Chapter 4 Burdens of the womb

The hospital room was dim, and the sheets smelled of old bleach and pain.

Alice lay weakly on the bed, her hands trembling around the frail body of the newborn nestled against her chest. The labor had lasted almost two days. She had screamed until her throat was raw, cried until her eyes were swollen shut, and bled until the nurses whispered nervously among themselves.

But the one person who was supposed to be there-her husband-wasn't.

Festus had vanished the night her labor began.

He told Alice he was going to get cash before taking her to the hospital and never came back.

Alice had to track a long distance to the hospital with the pains of labour.

She told the nurses her husband must have been stranded somewhere and he will surely come.

The nurses grew tired of waiting. They brought her ice water but no medication. No drip. No comfort.

"You say your husband is Dr. Festus? The big man?" one nurse asked with a raised brow. "Where is he now?"

Alice couldn't answer.

When the child finally came, it was in silence. No cry, no gasp. Just a fragile, motionless body.

The nurse had rushed him off, and it wasn't until the next morning that the doctor returned-not her husband, but a stranger with pity in his eyes.

"Your son... has a condition," he said carefully. "Cerebral palsy. He will need special care for the rest of his life."

The words dropped like stones in her chest.

She barely understood them.

Her body still ached, her spirit felt shattered, and all she could think was, He left me. He left me to die here.

Festus returned two days later. Not with apology, not with shame-but with roses.

"Traffic. I had to handle some emergencies. I knew you'd be fine," he said coldly, pressing a wad of cash into a nurse's hand. Then he looked at the child and frowned.

"What's wrong with him?"

Alice turned away. She no longer had the strength to answer.

-

When they returned home, her suffering multiplied.

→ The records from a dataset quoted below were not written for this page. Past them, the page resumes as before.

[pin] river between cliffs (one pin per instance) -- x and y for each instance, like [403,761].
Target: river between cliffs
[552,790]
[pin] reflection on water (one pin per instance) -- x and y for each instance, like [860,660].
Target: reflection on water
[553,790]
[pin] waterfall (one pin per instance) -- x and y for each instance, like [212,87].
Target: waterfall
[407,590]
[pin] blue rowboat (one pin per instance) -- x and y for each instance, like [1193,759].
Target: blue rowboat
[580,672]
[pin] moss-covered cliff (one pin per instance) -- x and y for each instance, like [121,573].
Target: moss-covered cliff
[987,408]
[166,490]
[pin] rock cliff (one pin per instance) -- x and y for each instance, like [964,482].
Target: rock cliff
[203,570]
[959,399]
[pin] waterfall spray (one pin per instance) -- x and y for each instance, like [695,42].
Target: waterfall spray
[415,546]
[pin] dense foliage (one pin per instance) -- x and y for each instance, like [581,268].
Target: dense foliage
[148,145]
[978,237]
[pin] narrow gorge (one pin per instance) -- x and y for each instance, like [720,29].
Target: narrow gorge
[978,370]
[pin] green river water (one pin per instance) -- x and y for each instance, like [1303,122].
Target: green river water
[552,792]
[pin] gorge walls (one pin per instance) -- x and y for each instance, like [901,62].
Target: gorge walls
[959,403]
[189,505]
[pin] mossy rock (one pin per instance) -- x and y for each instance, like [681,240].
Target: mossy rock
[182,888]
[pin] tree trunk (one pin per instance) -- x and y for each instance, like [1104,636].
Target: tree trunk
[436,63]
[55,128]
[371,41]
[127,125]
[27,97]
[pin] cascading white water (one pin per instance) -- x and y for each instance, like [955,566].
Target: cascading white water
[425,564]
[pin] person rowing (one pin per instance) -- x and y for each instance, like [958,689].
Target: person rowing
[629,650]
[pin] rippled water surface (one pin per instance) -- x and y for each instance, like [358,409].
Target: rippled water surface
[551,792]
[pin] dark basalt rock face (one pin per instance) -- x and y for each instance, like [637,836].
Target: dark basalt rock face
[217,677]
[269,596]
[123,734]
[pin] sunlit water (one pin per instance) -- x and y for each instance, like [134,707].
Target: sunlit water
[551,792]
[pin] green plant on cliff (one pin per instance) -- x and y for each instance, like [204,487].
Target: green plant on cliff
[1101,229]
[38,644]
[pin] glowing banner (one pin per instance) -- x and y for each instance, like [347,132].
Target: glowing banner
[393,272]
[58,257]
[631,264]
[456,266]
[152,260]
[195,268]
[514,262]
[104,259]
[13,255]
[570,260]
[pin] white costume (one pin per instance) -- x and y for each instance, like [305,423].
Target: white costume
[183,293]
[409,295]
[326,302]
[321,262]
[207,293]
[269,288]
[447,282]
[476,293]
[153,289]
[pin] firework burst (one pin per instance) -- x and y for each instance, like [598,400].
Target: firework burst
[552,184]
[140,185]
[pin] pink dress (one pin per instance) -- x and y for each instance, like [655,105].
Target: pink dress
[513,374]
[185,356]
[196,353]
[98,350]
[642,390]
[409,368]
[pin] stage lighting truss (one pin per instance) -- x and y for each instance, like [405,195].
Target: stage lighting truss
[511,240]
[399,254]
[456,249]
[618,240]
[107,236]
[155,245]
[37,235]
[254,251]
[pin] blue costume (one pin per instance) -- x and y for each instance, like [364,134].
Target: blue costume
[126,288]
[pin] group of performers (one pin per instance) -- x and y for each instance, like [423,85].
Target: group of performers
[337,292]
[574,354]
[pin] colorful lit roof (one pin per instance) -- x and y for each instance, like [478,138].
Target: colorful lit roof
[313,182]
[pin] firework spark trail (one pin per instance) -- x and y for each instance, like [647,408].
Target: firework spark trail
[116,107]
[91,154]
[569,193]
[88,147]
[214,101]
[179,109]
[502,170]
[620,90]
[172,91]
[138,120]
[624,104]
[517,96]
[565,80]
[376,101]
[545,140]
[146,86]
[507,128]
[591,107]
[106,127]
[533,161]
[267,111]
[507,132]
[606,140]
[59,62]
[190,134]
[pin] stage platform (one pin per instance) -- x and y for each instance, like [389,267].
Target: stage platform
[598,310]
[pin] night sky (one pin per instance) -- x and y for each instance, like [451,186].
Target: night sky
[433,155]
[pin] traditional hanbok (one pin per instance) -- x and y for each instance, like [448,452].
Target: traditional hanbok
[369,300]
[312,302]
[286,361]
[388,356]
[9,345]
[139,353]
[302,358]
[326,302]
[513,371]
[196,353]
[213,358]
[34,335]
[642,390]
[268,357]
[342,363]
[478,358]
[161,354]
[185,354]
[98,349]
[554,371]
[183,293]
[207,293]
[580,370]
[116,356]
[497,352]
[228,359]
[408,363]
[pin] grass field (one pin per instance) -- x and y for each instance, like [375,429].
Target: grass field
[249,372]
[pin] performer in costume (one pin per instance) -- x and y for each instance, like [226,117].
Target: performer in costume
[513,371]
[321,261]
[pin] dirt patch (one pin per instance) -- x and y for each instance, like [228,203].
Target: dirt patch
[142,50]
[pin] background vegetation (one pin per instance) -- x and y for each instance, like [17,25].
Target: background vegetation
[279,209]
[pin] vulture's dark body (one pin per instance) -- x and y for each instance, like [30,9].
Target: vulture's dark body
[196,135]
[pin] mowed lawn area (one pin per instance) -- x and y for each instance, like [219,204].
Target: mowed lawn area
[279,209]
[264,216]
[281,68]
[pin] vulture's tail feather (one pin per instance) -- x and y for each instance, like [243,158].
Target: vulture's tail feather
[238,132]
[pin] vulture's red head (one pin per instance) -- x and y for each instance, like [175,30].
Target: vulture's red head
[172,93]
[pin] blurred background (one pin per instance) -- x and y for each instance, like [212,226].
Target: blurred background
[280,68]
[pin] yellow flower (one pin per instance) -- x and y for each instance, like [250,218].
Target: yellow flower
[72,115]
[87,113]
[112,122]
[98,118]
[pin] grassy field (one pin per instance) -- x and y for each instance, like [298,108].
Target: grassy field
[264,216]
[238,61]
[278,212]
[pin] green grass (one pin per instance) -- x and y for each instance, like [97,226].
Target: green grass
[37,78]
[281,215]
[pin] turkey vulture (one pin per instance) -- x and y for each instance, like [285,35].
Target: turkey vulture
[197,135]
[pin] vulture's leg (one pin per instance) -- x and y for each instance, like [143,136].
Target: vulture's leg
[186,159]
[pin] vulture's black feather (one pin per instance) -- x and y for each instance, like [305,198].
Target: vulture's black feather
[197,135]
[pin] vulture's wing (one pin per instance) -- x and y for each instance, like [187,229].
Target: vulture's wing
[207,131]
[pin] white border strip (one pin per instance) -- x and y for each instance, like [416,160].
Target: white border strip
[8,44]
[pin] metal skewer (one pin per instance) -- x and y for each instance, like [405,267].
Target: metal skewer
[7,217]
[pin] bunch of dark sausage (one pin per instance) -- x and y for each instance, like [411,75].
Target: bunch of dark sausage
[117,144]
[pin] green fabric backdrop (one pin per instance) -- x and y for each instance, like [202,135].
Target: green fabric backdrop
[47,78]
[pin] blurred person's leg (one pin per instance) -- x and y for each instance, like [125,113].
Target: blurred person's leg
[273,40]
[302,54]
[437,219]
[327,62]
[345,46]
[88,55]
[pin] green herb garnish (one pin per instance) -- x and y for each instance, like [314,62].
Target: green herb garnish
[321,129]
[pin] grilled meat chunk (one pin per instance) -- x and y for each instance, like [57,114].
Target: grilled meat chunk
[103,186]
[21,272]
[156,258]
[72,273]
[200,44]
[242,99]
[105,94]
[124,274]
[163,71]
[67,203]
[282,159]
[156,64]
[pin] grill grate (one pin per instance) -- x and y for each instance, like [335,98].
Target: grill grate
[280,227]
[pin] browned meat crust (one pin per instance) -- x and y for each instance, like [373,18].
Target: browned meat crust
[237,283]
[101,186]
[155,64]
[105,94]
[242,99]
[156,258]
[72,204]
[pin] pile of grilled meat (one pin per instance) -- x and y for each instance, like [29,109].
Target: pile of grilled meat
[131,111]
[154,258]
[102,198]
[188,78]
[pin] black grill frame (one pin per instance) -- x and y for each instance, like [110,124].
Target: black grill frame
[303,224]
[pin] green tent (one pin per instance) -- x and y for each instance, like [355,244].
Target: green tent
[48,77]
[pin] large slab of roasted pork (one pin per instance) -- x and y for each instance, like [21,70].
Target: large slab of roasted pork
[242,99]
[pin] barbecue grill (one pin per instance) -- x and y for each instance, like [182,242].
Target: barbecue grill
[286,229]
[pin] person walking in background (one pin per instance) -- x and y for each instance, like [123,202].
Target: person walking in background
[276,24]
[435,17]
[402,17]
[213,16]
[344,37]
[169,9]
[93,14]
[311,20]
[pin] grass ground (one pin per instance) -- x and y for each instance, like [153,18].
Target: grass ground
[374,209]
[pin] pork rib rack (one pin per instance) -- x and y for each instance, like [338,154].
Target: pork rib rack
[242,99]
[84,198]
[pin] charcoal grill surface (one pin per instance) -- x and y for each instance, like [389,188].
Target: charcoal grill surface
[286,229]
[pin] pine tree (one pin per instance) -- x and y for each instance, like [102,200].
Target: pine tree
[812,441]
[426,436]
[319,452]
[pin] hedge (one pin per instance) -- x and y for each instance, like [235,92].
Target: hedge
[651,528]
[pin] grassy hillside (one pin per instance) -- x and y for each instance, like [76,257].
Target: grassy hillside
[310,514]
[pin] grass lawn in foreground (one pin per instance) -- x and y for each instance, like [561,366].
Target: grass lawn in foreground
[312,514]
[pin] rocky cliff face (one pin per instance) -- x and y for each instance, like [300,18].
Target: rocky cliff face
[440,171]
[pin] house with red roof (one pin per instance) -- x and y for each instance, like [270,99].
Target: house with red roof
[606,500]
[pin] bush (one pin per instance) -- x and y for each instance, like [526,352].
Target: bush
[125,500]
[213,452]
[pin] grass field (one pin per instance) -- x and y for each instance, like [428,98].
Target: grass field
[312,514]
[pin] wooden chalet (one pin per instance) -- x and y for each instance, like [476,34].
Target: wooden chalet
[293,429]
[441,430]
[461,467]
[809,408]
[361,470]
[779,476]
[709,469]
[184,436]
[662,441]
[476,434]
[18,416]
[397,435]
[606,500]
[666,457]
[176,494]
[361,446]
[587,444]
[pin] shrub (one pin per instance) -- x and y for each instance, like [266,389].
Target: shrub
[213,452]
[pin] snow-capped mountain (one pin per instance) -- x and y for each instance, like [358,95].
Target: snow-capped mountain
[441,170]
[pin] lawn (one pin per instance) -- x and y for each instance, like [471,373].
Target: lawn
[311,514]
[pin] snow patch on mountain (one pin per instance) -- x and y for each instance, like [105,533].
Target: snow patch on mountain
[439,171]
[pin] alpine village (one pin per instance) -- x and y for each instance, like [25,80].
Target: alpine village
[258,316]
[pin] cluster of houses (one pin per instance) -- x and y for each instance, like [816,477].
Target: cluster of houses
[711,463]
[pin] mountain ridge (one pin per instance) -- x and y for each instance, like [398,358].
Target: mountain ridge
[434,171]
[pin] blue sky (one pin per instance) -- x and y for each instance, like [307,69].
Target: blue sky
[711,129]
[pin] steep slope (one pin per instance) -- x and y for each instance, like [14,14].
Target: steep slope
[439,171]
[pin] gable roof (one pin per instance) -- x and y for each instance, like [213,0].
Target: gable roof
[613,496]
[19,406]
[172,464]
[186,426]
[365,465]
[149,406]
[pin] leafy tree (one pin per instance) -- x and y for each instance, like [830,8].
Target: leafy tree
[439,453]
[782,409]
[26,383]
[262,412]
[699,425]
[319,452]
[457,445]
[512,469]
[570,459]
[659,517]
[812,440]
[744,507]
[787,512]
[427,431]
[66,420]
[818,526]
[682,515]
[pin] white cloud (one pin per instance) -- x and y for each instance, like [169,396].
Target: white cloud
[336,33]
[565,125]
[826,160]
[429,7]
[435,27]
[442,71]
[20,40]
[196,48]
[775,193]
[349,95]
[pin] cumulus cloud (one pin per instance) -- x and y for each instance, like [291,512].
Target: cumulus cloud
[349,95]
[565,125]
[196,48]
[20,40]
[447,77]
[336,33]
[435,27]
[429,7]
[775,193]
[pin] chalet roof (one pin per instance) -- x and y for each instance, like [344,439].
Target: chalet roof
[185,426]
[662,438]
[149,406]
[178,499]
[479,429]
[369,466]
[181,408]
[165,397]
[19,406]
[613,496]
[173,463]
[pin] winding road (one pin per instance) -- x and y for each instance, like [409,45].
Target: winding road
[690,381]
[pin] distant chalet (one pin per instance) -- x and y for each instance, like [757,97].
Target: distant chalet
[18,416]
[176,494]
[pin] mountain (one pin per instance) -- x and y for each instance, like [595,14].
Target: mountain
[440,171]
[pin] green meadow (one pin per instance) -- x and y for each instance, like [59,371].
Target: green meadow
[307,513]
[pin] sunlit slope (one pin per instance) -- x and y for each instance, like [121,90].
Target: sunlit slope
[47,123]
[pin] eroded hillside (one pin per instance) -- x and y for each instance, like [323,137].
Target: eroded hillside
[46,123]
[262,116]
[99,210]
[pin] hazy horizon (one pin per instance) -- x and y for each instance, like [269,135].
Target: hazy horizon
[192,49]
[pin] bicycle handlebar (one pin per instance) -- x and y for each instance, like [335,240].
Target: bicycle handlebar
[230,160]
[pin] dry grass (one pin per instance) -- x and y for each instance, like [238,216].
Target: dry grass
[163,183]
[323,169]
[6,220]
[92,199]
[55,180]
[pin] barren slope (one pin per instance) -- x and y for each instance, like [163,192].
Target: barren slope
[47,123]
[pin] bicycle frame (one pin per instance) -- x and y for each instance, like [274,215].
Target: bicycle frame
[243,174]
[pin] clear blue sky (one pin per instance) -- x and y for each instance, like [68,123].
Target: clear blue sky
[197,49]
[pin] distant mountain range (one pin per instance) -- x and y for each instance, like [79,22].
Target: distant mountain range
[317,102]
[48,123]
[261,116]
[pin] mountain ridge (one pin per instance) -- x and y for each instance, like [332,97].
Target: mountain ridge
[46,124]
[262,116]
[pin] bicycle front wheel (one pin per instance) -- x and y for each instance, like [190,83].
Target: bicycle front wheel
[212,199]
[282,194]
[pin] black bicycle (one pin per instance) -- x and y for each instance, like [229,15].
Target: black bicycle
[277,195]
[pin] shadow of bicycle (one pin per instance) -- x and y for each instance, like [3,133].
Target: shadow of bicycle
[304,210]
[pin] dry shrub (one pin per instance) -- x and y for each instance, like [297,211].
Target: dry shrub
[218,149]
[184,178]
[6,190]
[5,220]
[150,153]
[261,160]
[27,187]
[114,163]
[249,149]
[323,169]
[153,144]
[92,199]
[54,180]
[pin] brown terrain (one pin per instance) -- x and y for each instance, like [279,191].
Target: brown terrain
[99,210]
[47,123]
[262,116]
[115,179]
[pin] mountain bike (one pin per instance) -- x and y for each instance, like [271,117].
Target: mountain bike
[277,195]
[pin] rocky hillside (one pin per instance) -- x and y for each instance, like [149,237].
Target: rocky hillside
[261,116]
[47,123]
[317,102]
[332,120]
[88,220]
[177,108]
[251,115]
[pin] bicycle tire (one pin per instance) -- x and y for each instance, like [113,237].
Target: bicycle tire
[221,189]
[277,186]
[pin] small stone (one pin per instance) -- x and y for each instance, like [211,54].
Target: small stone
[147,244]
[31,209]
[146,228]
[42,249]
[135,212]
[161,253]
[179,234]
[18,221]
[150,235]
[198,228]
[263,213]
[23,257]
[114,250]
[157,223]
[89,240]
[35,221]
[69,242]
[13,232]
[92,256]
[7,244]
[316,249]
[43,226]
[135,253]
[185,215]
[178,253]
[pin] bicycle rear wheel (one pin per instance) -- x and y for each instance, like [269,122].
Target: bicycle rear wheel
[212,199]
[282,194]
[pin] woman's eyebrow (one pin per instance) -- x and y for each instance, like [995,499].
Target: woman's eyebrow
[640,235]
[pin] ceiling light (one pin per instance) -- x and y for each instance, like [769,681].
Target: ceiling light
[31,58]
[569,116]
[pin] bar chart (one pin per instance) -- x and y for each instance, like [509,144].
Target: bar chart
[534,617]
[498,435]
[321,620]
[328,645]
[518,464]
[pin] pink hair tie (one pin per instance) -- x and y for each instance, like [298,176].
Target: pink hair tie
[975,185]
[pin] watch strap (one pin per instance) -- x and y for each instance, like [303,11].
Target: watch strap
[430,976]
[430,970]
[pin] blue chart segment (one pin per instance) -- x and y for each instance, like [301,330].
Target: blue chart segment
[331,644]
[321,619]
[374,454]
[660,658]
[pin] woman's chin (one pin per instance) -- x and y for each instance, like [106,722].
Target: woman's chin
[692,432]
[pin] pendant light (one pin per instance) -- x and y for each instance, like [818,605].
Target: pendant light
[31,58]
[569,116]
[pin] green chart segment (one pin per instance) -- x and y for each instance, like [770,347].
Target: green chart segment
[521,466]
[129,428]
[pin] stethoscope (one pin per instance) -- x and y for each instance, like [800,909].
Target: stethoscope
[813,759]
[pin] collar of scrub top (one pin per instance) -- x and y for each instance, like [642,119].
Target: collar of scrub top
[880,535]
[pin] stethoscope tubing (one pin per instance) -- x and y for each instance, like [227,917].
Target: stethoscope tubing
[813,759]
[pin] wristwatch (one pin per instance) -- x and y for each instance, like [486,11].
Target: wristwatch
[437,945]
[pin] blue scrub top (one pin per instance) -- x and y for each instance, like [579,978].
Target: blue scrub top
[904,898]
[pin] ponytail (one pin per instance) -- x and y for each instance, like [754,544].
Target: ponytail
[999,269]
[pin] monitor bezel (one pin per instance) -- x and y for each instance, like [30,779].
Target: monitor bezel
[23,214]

Festus's other children-four of them from different mothers-treated her like a stranger, united in quiet hatred. They mocked her accent, her clothes, her crying baby. They threw stones at her door and hid her child's feeding bottles.

"They said your son is mad in the head," the housemaid whispered one day. "That you gave birth to a cursed child."

Festus's mother, Big mummy, was even worse.

"A cripple for a first son?" she spat. "You brought disgrace to this family. My Festus never had bad luck until you entered his life. You are not a real wife."

The co-wife, Patience, returned shortly after and claimed her place beside the doctor once more. With her three children and sharp tongue, she moved like a queen.

"I left you this house," she hissed at Alice. "But you'll never wear my crown."

And then there were the girlfriends-young nurses, market women, even a pastor's daughter. They came and went like shadows, dropping perfume bottles, hairpins, and giggles in the living room, mocking Alice to her face.

One even told her, "He said you're just a baby factory. Once you give him enough children, he'll find someone better."

And still, she stayed.

Because something deeper than chains held her now.

And the voodoo priest's prophecy was unfolding exactly as Festus had planned.

She had a second baby- a boy

Then came tragedy again.

Her second son, Peter, fell sick one rainy night and never recovered. He died in her arms as she begged Festus to drive them to the hospital. He never came.

"She's cursed," his mother said. "First one disabled, now one dead. How many more?"

Alice silence became her weapon. Her prayers her only escape.

And then-six more children came. Her Third,A daughter, strong and fierce like a lioness. And finally, her eighth child-a boy, born with twisted limbs and an empty stare. Another with cerebral palsy.

She held him close and wept for hours.

Not because he was disabled-but because she knew the curse had not broken yet.

The spell still held.

But it was starting to crack.

And she was beginning to see through it.